Anger Revisited

What do you do when your nemesis (never mind you never wanted one) is a volcano of anger that erupts regularly but still without warning? What if you’ve taken precautions, staked out lava walls (I’m imaging these are like dikes, but heat-resistant), but that gaseous, toxic, skin-searing stuff keeps leaking under and over? What if the kids track it into the house?

An article on “Conquering Anger and Violence” (in Yoga International Magazine and by Pandit Rajmani Tigunait) describes anger as part of life, a healthy result of the frustration of desire, which itself drives life forward and is necessary and desirable. The problem is when two tangle “we label an angry deed as ‘wrong’ and demand the wrongdoer be punished. If the wrongdoer stands his ground, we lose our inner balance and our discernment plummets. In a flash, we meet anger with anger. Both parties, consumed by self-righteousness, come into active conflict.” The real difficulty is that even if the conflict ceases temporarily because a third party intervenes or we are tired [she’s not; I admit, I am], “the anger remains, and, at the earliest opportunity, flares into another round of active conflict.” Somebody please get me off this merry-go-round. I am good for a necessary response to defend myself and a brief period of once again marking off boundaries, but there are so many other things to attend to. Like baking muffins. Or noticing the flowers that come and go and the children that come in and out. Can’t we please move on?

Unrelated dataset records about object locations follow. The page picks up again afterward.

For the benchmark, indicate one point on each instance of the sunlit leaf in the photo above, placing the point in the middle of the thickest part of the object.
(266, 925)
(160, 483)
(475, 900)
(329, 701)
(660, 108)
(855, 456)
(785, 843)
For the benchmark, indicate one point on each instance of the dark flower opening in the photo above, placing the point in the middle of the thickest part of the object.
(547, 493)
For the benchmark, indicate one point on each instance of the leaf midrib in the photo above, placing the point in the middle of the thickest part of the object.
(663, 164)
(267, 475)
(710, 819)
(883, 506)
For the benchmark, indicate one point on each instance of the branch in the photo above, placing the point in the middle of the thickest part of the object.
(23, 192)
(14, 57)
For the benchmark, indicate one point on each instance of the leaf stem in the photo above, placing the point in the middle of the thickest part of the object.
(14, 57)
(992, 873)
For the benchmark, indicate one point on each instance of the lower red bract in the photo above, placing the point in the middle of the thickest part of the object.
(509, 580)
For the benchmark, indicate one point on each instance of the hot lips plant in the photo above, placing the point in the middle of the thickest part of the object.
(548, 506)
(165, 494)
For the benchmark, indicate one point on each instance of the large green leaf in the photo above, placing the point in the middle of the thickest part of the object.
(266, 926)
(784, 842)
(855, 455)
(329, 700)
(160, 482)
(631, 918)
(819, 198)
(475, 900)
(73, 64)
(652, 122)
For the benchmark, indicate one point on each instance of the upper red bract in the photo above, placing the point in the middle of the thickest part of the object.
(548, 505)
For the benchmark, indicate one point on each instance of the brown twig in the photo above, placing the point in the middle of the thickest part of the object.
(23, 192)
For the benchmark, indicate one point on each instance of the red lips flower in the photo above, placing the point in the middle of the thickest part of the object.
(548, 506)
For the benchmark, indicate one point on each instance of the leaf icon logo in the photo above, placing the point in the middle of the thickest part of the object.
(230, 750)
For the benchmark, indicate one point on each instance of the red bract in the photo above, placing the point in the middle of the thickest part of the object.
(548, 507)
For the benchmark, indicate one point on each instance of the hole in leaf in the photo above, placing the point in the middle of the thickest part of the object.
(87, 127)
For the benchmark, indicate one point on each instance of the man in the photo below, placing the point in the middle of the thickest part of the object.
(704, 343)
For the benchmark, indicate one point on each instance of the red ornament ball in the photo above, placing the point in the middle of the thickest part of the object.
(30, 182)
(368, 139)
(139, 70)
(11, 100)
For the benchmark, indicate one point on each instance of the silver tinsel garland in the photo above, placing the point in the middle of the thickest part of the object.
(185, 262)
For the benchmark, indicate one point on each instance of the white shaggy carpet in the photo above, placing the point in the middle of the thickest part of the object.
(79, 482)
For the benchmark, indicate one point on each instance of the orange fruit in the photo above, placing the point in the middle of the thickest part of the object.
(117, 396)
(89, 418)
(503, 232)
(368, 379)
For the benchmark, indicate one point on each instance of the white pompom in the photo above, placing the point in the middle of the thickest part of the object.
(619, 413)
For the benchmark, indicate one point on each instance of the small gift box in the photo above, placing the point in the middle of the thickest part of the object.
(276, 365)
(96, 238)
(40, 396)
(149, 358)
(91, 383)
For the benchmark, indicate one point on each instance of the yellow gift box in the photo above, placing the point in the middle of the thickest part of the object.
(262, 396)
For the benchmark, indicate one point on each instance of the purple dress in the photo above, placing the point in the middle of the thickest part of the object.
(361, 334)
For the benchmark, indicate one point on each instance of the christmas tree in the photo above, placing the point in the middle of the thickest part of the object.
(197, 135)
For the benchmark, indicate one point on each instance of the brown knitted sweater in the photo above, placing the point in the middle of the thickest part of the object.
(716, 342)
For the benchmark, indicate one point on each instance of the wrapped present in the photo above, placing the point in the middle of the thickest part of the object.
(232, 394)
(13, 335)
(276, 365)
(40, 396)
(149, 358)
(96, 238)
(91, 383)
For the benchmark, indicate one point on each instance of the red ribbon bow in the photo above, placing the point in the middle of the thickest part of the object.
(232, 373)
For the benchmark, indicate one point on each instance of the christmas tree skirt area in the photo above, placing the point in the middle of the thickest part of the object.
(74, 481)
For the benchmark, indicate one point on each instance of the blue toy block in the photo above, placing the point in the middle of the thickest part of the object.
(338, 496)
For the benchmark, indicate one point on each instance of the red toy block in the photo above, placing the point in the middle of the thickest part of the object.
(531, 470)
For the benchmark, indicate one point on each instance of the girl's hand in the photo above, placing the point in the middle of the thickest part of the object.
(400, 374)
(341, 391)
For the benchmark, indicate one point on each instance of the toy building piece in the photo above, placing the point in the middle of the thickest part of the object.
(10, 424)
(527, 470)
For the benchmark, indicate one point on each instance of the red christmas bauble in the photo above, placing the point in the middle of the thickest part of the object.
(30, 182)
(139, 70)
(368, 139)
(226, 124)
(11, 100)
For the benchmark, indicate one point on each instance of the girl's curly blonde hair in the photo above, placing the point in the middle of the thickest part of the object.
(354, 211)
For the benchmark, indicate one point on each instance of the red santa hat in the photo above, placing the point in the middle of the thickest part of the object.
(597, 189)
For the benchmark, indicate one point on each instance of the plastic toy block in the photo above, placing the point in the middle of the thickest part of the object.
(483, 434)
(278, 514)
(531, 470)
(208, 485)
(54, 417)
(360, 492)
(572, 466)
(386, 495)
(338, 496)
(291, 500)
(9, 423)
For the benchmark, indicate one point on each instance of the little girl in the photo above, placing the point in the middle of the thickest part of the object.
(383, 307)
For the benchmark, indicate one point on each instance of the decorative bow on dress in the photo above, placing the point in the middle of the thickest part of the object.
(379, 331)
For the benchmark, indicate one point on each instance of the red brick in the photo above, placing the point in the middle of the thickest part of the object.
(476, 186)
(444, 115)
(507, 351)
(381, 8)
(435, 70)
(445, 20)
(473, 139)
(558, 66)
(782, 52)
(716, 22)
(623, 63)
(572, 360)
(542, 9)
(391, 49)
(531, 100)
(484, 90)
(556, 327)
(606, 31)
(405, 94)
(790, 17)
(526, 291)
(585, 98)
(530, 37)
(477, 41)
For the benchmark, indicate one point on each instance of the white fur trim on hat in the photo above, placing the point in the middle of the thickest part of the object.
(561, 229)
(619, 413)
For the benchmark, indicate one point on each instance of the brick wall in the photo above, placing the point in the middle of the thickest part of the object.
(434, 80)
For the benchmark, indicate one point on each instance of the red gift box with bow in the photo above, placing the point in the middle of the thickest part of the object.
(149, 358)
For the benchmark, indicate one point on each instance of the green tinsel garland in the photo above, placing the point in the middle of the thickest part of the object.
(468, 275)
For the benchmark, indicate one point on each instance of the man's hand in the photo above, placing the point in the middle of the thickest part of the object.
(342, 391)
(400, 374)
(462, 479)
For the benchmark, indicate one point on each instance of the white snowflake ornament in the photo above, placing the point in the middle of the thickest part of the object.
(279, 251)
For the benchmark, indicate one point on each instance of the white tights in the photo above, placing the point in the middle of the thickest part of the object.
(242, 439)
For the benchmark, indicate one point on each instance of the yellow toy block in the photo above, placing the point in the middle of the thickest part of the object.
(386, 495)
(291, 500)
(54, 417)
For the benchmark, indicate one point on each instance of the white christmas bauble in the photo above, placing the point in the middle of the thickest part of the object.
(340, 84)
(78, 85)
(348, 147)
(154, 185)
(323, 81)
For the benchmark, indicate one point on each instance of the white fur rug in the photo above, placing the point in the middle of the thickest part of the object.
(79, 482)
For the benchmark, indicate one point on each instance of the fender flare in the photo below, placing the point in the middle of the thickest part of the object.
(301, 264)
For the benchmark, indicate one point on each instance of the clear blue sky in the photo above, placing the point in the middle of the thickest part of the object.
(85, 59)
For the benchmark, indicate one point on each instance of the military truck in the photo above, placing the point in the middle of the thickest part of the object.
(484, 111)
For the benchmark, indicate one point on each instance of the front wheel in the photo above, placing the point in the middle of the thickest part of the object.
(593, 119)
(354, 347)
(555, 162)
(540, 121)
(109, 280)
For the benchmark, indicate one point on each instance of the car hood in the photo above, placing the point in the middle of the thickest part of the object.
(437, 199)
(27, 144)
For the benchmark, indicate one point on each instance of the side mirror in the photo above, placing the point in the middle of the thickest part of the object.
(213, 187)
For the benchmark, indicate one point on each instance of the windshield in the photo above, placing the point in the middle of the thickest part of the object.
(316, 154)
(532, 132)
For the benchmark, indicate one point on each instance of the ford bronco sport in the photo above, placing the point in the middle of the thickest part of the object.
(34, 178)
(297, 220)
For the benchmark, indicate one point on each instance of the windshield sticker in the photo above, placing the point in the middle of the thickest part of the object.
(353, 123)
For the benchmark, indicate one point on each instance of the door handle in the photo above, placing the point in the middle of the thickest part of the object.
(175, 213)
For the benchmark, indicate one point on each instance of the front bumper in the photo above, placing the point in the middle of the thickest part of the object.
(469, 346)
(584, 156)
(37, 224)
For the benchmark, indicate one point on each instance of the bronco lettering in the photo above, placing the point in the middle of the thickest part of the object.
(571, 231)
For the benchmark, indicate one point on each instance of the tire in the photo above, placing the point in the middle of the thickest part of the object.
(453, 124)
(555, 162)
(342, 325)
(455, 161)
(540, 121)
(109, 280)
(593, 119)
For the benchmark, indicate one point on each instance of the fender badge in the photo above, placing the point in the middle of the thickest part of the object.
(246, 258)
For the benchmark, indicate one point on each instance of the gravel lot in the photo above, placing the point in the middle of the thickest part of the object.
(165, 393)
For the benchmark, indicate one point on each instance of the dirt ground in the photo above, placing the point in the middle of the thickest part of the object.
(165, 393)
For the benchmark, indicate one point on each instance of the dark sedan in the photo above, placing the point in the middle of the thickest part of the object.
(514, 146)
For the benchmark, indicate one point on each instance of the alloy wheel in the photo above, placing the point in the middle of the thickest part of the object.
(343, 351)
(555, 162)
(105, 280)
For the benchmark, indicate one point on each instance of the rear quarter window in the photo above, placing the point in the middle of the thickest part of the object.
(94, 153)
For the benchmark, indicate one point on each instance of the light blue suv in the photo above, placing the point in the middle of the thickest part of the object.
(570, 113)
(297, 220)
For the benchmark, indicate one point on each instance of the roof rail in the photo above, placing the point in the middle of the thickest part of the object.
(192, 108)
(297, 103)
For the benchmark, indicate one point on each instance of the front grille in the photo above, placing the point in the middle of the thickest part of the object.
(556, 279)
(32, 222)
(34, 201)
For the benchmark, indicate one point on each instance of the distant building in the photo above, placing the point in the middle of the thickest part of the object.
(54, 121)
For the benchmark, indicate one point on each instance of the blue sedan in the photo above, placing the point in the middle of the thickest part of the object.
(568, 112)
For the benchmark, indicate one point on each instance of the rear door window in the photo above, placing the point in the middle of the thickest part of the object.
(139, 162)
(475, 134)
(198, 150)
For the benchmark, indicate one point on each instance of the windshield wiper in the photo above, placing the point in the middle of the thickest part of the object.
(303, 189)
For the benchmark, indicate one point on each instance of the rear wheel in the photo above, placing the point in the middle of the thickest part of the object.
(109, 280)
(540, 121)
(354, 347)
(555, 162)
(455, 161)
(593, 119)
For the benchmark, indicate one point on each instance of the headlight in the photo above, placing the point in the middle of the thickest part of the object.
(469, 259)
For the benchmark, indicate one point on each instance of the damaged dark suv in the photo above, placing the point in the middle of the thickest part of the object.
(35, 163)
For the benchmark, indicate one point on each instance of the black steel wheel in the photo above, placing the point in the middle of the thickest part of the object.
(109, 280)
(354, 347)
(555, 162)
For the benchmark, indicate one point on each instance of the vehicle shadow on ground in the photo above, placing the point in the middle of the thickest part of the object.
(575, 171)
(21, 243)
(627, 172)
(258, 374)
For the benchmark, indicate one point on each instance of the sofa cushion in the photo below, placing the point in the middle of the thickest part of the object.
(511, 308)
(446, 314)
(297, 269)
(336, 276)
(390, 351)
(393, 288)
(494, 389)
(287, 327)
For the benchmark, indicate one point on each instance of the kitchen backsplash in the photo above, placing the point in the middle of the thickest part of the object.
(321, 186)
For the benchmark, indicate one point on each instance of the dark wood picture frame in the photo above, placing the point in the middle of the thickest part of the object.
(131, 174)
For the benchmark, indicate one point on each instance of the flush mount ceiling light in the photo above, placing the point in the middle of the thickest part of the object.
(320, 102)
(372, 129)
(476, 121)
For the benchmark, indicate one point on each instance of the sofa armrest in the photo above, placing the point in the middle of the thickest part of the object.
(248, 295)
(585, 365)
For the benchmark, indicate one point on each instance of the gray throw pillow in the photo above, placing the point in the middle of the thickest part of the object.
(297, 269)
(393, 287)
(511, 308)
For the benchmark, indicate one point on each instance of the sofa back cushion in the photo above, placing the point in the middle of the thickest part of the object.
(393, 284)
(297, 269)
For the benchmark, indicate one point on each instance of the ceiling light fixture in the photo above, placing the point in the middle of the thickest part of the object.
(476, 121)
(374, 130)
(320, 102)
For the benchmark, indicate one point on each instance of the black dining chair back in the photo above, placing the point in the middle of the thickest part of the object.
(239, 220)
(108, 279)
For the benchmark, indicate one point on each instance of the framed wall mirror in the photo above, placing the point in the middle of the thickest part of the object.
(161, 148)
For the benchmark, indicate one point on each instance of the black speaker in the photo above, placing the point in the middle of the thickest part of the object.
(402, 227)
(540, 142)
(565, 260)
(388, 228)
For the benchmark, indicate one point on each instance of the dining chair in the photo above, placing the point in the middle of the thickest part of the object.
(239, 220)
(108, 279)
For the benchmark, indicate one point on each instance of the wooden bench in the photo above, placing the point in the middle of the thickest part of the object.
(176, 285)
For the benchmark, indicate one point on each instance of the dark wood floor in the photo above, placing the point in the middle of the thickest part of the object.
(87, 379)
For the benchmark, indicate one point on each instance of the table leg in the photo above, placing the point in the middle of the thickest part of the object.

I get that the spiritual solution is supposed to be to channel the anger. I have used it well. I have produced academic work and many new creative endeavors have been fueled by my anger. That’s actually been highly productive, cool even. “The presence of anger is not a sign that we are bad. It is a sign that we are in urgent need of experiencing our own inherent fullness.” I get that. Aristotle agrees. Anger can be useful; learn to transform it. Got it. Really. My goal is to use anger wisely. So I can’t do anything about her anger (thinking out loud), only channel my initial angry response into something positive.

Guess I’m just still not very good at it, or at least not nearly quick enough. But on another level, while channeling is no doubt the best thing for my physical and emotional health, this individual (picture Sarafine in Beautiful Creatures) attacks. So, (thinking out loud again), I have to protect myself and mine, maybe even fueled by useful anger–perhaps this is even a method of transforming the anger–then continue to transform it into something positive. Better than watching lava singe your toes. We are going on three years now. Maybe I will create something amazing before this is all over.